AbstractThe ventral visual stream is widely modeled as a serial feedforward hierarchy in which V1, V4, and IT population codes develop sequentially during object recognition. We ask whether a second, concurrent coding mode exists---one organized not by anatomical order but by joint population structure across areas. Using Partial Information Decomposition applied to simultaneous multielectrode spiking recordings across all three areas at millisecond resolution---the first simultaneous three-area spiking PID analysis of the primate ventral stream---in two macaque monkeys viewing 25,000+ natural images, we decompose population coding into serial (unique per area) and synergistic (joint across areas) components at 5 ms resolution across five CNN target representations spanning low-level spatial features to high-level object identity. Three findings replicate across both animals and all five representations. First, synergistic inter-area coupling emerges before IT carries any unique object-related information---a dissociation of 15--65 ms that replicates in direction without exception across both animals---such that the joint population integrates before the apex encodes; moreover, V1--IT synergy persists for over 120 ms after V1's unique information reaches zero.

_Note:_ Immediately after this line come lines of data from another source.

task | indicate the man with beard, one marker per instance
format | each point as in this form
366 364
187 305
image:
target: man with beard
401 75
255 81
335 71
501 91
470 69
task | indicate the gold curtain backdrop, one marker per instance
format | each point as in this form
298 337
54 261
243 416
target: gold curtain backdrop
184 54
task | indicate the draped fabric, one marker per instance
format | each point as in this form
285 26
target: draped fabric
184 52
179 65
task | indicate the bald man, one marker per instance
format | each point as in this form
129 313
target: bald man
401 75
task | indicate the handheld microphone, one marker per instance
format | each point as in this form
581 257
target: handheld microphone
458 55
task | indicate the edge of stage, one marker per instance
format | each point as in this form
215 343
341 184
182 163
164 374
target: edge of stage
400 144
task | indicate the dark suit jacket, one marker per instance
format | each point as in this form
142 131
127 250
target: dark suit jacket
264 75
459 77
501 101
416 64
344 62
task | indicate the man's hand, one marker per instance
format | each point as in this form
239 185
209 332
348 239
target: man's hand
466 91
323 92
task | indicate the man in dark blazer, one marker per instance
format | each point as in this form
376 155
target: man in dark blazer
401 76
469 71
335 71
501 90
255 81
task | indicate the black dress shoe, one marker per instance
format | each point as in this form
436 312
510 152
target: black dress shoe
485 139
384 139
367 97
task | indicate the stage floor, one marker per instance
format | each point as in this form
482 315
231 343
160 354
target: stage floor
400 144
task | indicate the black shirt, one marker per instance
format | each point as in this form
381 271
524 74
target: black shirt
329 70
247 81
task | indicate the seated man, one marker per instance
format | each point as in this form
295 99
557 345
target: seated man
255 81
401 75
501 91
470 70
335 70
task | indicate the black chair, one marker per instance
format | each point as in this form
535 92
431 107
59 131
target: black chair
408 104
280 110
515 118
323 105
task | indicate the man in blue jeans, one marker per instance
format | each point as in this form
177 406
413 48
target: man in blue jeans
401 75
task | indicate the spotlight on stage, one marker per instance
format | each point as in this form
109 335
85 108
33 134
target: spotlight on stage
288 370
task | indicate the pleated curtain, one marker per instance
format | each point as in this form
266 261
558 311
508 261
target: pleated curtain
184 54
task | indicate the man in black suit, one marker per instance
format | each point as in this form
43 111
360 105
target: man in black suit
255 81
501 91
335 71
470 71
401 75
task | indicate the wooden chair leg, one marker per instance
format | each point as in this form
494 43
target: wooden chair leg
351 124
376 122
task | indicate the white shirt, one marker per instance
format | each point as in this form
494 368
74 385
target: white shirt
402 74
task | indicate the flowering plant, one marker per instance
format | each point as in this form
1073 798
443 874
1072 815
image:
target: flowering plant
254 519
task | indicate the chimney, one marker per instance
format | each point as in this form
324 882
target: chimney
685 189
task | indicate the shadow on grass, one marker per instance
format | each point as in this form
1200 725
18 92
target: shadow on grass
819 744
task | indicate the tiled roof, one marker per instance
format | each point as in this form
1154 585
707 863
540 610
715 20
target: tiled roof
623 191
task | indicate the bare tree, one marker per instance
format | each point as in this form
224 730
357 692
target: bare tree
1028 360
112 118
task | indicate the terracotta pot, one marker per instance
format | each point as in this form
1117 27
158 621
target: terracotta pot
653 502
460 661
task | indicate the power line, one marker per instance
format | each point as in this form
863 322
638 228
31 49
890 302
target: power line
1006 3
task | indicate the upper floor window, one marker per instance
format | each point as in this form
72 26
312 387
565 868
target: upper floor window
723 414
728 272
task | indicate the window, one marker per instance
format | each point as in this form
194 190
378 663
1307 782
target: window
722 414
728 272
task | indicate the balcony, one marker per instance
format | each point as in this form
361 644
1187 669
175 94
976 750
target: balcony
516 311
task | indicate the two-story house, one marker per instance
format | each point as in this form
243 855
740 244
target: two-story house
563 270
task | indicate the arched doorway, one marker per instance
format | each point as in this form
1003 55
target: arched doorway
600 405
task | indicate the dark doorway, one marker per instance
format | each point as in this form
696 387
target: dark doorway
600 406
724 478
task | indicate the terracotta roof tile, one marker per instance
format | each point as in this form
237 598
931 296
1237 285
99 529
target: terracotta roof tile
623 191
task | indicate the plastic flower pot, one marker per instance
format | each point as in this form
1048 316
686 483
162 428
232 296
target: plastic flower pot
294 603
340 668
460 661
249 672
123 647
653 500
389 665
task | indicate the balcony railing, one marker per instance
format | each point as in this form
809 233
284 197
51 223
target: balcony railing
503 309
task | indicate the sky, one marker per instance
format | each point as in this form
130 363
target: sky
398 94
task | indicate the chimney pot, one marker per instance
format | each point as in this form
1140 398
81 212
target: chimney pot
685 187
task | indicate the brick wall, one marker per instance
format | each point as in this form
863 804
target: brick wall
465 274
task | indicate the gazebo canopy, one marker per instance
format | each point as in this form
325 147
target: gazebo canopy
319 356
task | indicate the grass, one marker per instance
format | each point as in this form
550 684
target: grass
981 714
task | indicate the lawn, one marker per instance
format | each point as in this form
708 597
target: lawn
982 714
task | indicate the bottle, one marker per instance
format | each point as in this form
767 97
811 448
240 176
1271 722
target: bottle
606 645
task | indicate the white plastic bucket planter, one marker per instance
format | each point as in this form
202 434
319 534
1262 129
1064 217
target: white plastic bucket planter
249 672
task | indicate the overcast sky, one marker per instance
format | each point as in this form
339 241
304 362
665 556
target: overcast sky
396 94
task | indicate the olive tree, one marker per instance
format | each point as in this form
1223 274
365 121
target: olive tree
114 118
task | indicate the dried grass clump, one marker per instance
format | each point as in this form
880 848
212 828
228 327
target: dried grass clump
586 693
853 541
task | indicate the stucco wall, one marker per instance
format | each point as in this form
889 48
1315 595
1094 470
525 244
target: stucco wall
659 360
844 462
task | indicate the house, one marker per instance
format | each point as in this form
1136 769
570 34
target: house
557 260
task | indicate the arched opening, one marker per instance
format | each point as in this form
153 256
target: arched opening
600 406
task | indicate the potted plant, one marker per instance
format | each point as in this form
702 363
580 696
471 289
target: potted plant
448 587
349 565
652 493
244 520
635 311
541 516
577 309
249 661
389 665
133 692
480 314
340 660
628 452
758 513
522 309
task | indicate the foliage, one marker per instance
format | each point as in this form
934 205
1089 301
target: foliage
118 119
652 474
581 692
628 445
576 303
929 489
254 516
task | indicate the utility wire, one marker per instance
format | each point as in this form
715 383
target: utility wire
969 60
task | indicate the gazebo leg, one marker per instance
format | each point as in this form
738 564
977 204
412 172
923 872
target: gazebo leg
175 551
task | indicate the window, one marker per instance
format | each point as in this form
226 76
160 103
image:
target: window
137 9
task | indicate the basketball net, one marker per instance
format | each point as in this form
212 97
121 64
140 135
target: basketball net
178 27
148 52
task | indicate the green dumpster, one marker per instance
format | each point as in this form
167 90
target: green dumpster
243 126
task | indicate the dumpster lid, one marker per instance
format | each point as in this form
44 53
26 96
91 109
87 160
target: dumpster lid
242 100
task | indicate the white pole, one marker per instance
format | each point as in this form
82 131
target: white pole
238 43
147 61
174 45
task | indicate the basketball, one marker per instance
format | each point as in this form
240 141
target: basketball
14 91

Second, although V1$\leftrightarrow$IT and V1$\leftrightarrow$V4 coupling emerge simultaneously and rise in parallel, V1$\leftrightarrow$IT exhibits stronger peak synergy at mid-to-high-level targets in both animals, suggesting a dominant role for non-serial joint coding. Third, when V1 and V4 are treated as an integrated feedforward block, their synergistic coupling with IT emerges last across all tested conditions---the feedforward foundation is the final component to join the synergistic mode, not the first. Together, these results show that serial and synergistic population codes co-occur in the same recordings, overlap in time, but follow different organizational principles, Providing a new level of nuance in our understanding of the primate ventral stream and introducing concrete constraints for biologically grounded models of vision.